Loud was better. Soft music played loud, or loud music played louder, seemed more effective through the AX-7—like an overly compressed pop album you have to crank up just to keep it interesting. That made me wonder: Was it a question of dynamics? Anyone who's ever read an audio magazine has (over)heard the notion that some amps sound more powerful than they really are; could the AX-7 be the opposite? That depends on what you think power sounds like, I guess. To me, the Ayre wasn't so much undynamic as it was simply undramatic—it didn't get across the tension or the development or the sheer opening-up I find in virtually all the music I love, and which, under the best of circumstances, grabs my attention, holds it, and keeps me coming back for more.

The AX-7 did a superb job of showing off the beauty and, in some sense, the realism of the sound taken a sample at a time, like a CAT scan.
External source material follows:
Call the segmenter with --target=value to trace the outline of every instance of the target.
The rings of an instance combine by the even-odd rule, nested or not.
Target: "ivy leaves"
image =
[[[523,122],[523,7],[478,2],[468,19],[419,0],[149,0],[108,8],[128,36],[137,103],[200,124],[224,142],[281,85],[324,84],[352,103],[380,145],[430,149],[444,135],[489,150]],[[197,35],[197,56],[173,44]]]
But while it got the stills, it didn't get the continuum: I didn't come away knowing anything about the music as an event in time that moves from one point to the next. The Ayre let the CSO strings sound as good as I'd heard them, but didn't let the music they were playing stir me. It let the Beatles sound like studio whizzes, but not a great rock'n'roll band. And it let acoustic guitars sound pretty and tangible and real, but let flat-picker David Grier's brilliant Hootenanny (Dreadnought 9801) fall emotionally and viscerally flat.